Искусство же в качестве бытия предполагает сначала искусство как коммуникативную ценность. Как необходимое средство обращения к Другому, заставляющего людей через него войти в сообщество, а потому и называемое здесь сообществом художников. Именно так и появляется идея искусства в его невозможности стать бытием.
Ситуация тотального институционального контроля, которая возникает сейчас в художественной среде, оказывается очень продуктивна именно потому, что становится понятным: художественный жест сильным быть не может. Ослабление жеста и существование искусства на все более узкой территории требует гораздо большей изобретательности, а точнее — ответственности от художника.
Я говорю об ответственности в том смысле, что ты заранее знаешь, на что идешь. Особая общественная индульгенция для художника как представителя искусства перестает существовать. Искусство постоянно указывает обществу, где проведена эстетическая (и этическая) граница и насколько эта граница условна. И сегодня художники разделены кардинально на тех, кто участвует в произведении (то есть в бизнесе), и на тех, кто отказывается от этого и кому придется быть очень ответственными в своих неработающих, неэффективных жестах.
Мне кажется, что эта линия разграничения очень важна, потому что слова, декларации будут иметь гораздо меньшее значение, а жест должен стать более зрим, более очевиден в своей чистоте. Это чем — то даже напоминает ситуацию советских времен, когда был своего рода гамбургский счет: понятно, кто чего стоит, несмотря на то, что никакие цены ни за что не платились.
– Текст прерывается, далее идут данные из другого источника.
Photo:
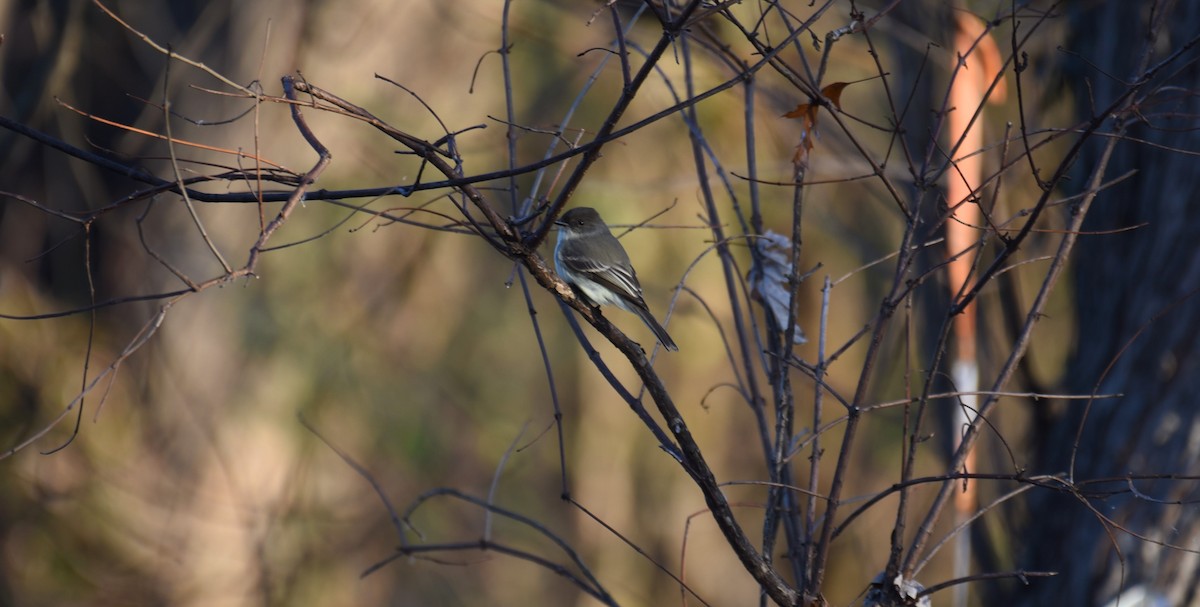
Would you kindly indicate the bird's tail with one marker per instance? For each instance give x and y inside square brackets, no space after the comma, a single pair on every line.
[661,334]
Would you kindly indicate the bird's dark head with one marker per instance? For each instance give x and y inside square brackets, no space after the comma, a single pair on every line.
[581,220]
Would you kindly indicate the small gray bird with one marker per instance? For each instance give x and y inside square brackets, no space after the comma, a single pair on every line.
[589,258]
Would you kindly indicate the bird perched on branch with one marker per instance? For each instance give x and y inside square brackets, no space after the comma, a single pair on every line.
[592,260]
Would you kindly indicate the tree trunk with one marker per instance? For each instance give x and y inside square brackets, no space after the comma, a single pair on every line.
[1138,336]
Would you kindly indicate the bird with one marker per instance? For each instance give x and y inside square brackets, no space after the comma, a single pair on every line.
[592,260]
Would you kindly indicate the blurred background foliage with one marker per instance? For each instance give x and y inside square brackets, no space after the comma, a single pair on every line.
[192,481]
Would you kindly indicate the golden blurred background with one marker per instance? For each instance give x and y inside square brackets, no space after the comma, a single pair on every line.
[192,481]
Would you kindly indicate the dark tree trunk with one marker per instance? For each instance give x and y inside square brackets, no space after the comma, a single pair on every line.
[1138,336]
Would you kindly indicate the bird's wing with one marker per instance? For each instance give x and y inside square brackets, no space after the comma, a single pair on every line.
[618,277]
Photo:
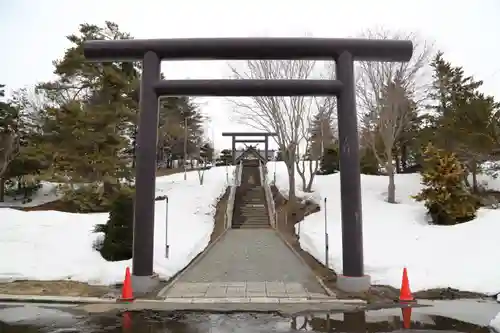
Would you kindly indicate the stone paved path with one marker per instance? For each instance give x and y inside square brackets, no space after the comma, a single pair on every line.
[248,263]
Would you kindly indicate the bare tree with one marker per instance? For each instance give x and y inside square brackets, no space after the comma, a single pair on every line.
[285,116]
[383,89]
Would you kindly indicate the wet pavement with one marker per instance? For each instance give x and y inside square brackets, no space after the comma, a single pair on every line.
[443,316]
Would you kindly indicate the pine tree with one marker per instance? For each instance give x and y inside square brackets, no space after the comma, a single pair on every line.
[321,135]
[118,231]
[445,195]
[87,127]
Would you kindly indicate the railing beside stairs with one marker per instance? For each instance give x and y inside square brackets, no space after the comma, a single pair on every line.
[234,183]
[271,209]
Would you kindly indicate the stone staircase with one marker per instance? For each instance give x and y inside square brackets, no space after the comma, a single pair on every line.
[250,209]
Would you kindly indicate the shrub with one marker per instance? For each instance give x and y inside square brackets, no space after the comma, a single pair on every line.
[445,194]
[118,231]
[368,162]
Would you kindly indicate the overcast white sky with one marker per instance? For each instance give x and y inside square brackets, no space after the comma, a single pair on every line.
[32,33]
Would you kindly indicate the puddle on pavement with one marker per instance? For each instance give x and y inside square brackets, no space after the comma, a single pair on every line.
[385,320]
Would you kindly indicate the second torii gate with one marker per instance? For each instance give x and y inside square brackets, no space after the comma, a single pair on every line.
[234,140]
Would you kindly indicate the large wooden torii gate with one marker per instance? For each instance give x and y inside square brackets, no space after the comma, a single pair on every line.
[343,51]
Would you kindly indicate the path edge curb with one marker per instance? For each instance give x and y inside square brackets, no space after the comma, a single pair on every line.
[195,261]
[36,299]
[330,292]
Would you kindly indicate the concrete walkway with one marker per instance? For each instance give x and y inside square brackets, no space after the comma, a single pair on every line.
[247,264]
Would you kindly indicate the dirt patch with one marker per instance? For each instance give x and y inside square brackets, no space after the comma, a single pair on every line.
[377,293]
[54,288]
[220,216]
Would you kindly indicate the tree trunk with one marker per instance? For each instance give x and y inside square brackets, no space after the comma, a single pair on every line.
[292,197]
[2,189]
[404,157]
[398,163]
[474,176]
[391,188]
[313,174]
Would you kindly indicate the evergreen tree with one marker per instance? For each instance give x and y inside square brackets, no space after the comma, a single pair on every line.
[330,161]
[445,195]
[321,135]
[9,139]
[118,231]
[92,111]
[464,120]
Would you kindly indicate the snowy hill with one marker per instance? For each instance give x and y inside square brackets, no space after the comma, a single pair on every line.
[464,256]
[53,245]
[48,245]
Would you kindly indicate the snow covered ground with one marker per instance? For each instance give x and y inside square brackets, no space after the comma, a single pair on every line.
[463,256]
[48,245]
[53,245]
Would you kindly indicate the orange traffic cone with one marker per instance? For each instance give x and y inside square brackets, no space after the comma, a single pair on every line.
[127,293]
[406,317]
[405,292]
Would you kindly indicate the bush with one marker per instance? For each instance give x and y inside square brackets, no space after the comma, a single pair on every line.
[24,187]
[118,231]
[368,162]
[445,194]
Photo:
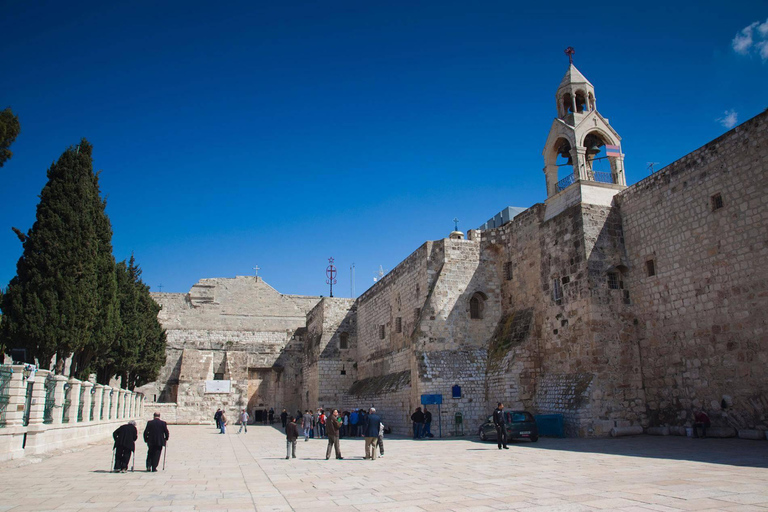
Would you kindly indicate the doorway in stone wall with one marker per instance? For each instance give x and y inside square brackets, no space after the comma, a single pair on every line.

Все фигуры того времени состоялись исторически именно в силу их коммуникативного сопротивления и их коммуникативного таланта в сообществе. Это было гораздо важнее, чем отдельные произведения.
Мне кажется, сейчас возвращается именно эта идея серийного, слабого жеста, который не противостоит политике и обществу, а ускользает от нее. «Линии ускользания» (Делёз) гораздо более труднонаходимы, чем простые, агрессивные жесты. Это линии неучастия в работе, в общем деле и, как следствие, в произведении. Именно по этим линиям мы фиксируем ту общность, где разъединенные, совершенно несхожие художники опознают друг друга, становятся сообщниками, несмотря на их абсолютное различие, и даже несмотря на их социальное единение перед банковским чеком.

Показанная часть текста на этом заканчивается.